### Pick a website and describe objective

Outline :

- We'r going to scrape https://github.com/topics
- We'll get a list of topics. For each topic,we'll get topic title,topic page URL and topic description
- For each topic,we'll get the top 25 repos in the topic from topic page
- For each repository,we'll grab the repo name,username,stars and repo URL
- For each topic we'll create a CSV file 

Use requests library to download web pages

In [4]:
%pip install requests --upgrade --quiet 

Note: you may need to restart the kernel to use updated packages.

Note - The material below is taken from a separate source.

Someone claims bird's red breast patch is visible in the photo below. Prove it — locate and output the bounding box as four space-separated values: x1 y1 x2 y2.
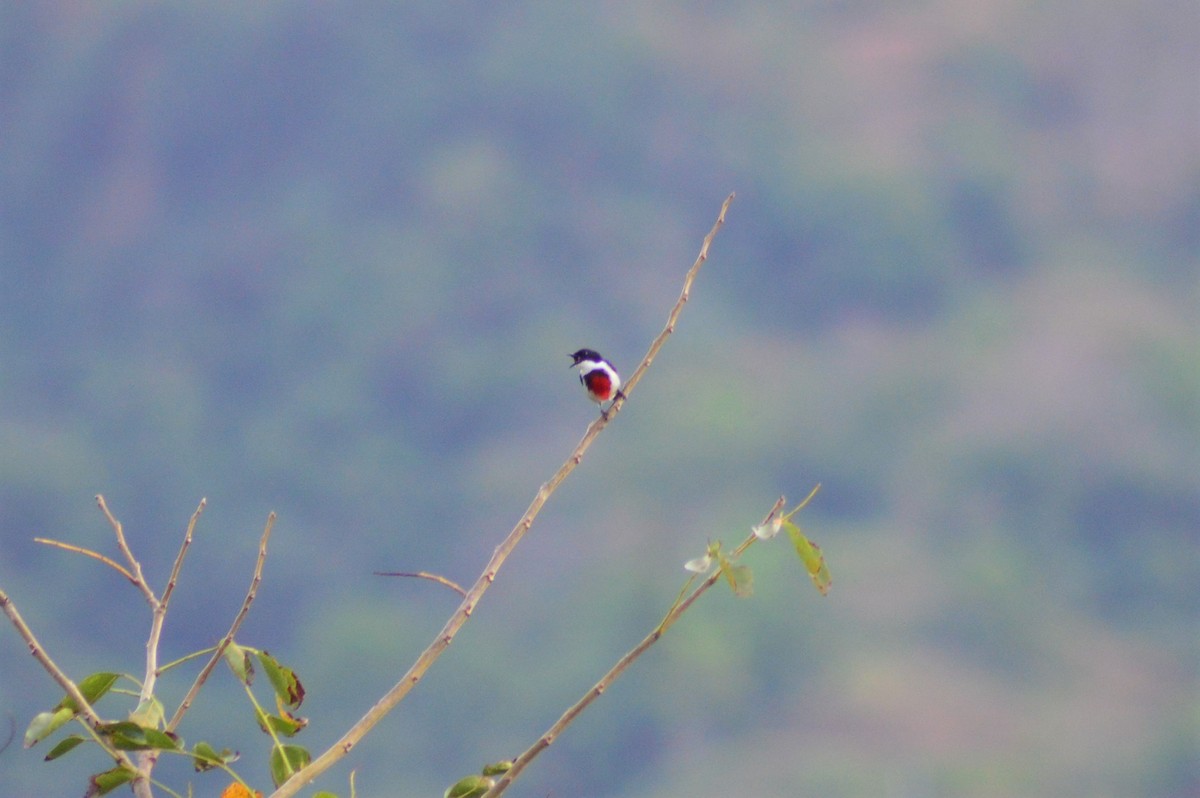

You should consider upgrading via the 'c:\Python39\python.exe -m pip install --upgrade pip' command.


In [5]:
#upgrade to upgrade if already present
#quiet to avoid showing output if successfully done

In [6]:
import requests

In [7]:
# Part 1: get url
topics_url = 'https://github.com/topics'

In [8]:
response = requests.get(topics_url) #web page has been download

In [9]:
response.status_code

200

In [11]:
# response.text has all the contents of the web page
len(response.text)

140494

In [12]:
page_contents = response.text

In [13]:
#first 1000 lines
page_contents[:1000]

'\n\n<!DOCTYPE html>\n<html lang="en" data-color-mode="auto" data-light-theme="light" data-dark-theme="dark" data-a11y-animated-images="system">\n  <head>\n    <meta charset="utf-8">\n  <link rel="dns-prefetch" href="https://github.githubassets.com">\n  <link rel="dns-prefetch" href="https://avatars.githubusercontent.com">\n  <link rel="dns-prefetch" href="https://github-cloud.s3.amazonaws.com">\n  <link rel="dns-prefetch" href="https://user-images.githubusercontent.com/">\n  <link rel="preconnect" href="https://github.githubassets.com" crossorigin>\n  <link rel="preconnect" href="https://avatars.githubusercontent.com">\n\n\n\n  <link crossorigin="anonymous" media="all" integrity="sha512-ksfTgQOOnE+FFXf+yNfVjKSlEckJAdufFIYGK7ZjRhWcZgzAGcmZqqArTgMLpu90FwthqcCX4ldDgKXbmVMeuQ==" rel="stylesheet" href="https://github.githubassets.com/assets/light-92c7d381038e.css" /><link crossorigin="anonymous" media="all" integrity="sha512-1KkMNn8M/al/dtzBLupRwkIOgnA9MWkm8oxS+solP87jByEvY/g4BmoxLihRogKcX

In [14]:
#we can also write out the contents to an HTML page
with open('webpage.html','w') as f:
    f.write(page_contents)

#### Use Beautiful Soup to parse and extract information

In [15]:
%pip install beautifulsoup4 --upgrade --quiet

Note: you may need to restart the kernel to use updated packages.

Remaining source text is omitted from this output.